There will not be major disruptions in the Vietnamese stock market in the coming week after Donald Trump assumes the U.S. presidency on Monday unless there is a major shock or change in his proposed policies, a Vietnamese expert said.
Dinh Quang Hinh, head of macro and market strategy at Hanoi-based securities firm VNDirect, claimed that the global financial market is paying attention to the inauguration of U.S. President-elect Donald Trump and the implementation of his policies on tariffs, immigration, and corporate income taxes.
Concerns about the risks surrounding Trump’s policies have partly affected the stock market’s performance over the past two months.

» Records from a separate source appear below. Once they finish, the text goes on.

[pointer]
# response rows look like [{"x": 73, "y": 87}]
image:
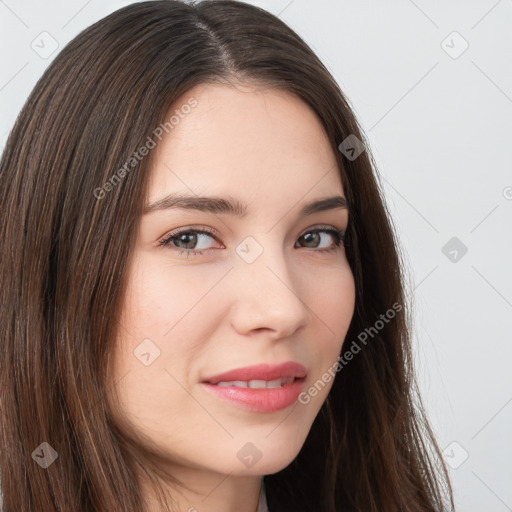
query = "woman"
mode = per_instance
[{"x": 202, "y": 294}]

Hinh expected the recovery trend to continue in the final trading week of the Year of the Snake, driven by the announcement of business performance in the last quarter of 2024.
Listed companies on the Ho Chi Minh Stock Exchange were forecast to maintain a net profit growth rate of over 20 percent in the last quarter of last year, which will help improve stock valuations and boost investment flows back into the market.

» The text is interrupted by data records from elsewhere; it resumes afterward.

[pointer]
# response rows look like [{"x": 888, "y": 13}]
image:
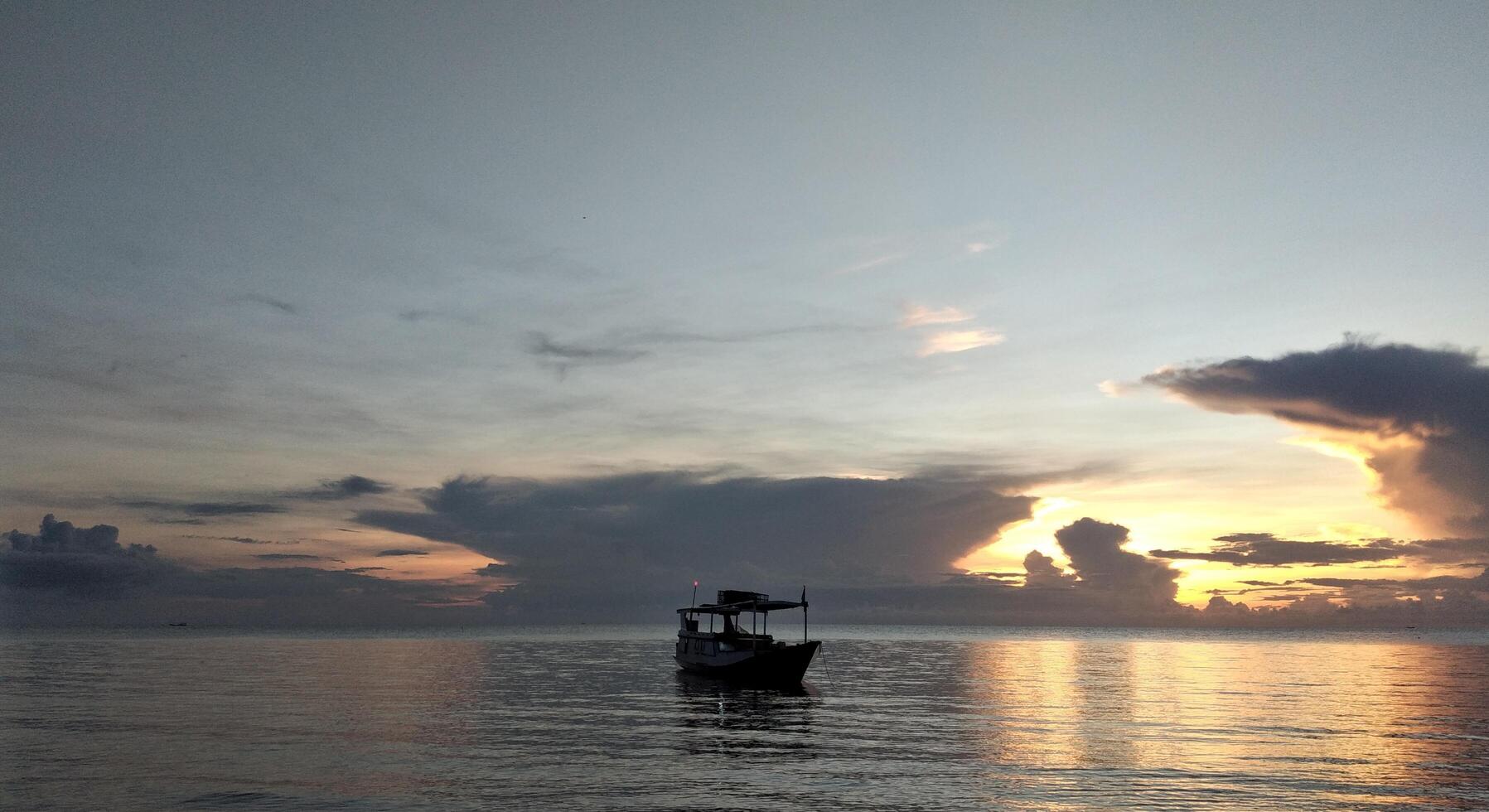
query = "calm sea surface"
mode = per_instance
[{"x": 599, "y": 718}]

Exchange rate pressure was expected to continue to ease, relieving market sentiment. However, margin trading should be limited.
Doan Minh Tuan, Head of Research & Investment at FIDT, a Vietnamese investment consulting and asset management service provider, said the global financial market continues to face pressure from the strengthening U.S. dollar and expectations that U.S. interest rates will remain high as the Federal Reserve shows no signs of reducing rates in the first half of 2025.
According to Tuan, Donald Trump's inauguration could increase policy risks, affecting global market sentiment and capital flows.
In Vietnam, exchange rate pressure has eased, helping the benchmark VN-Index react positively at the support level of 1,220 points.
However, the current recovery trend is mainly technical, with low liquidity, and carries a cautious market sentiment.
Truong Thai Dat, head of research at DSC Securities Corporation, said the impact of Trump’s policies will be noticeable from the end of 2025, as the time to implement new policies in the U.S. is quite long.
The process usually takes at least six to twelve months.
Even if the Trump administration applies a tariff rate of 60 percent on goods imported from China and 10-20 percent on goods from countries that do not have free trade agreements with the U.S., Vietnam will not face additional tariffs.
However, as one of the five countries with a significant trade surplus with the U.S., it could be required to increase technology and energy imports.
With this scenario, Vietnam would still benefit from stable trade relations, the shift of production to the country, and opportunities to access more technology and energy products from the U.S..
However, the downside is that Vietnam may have to reduce benefits from some key export sectors, and the pressure to balance trade could cause difficulties for local small and medium enterprises.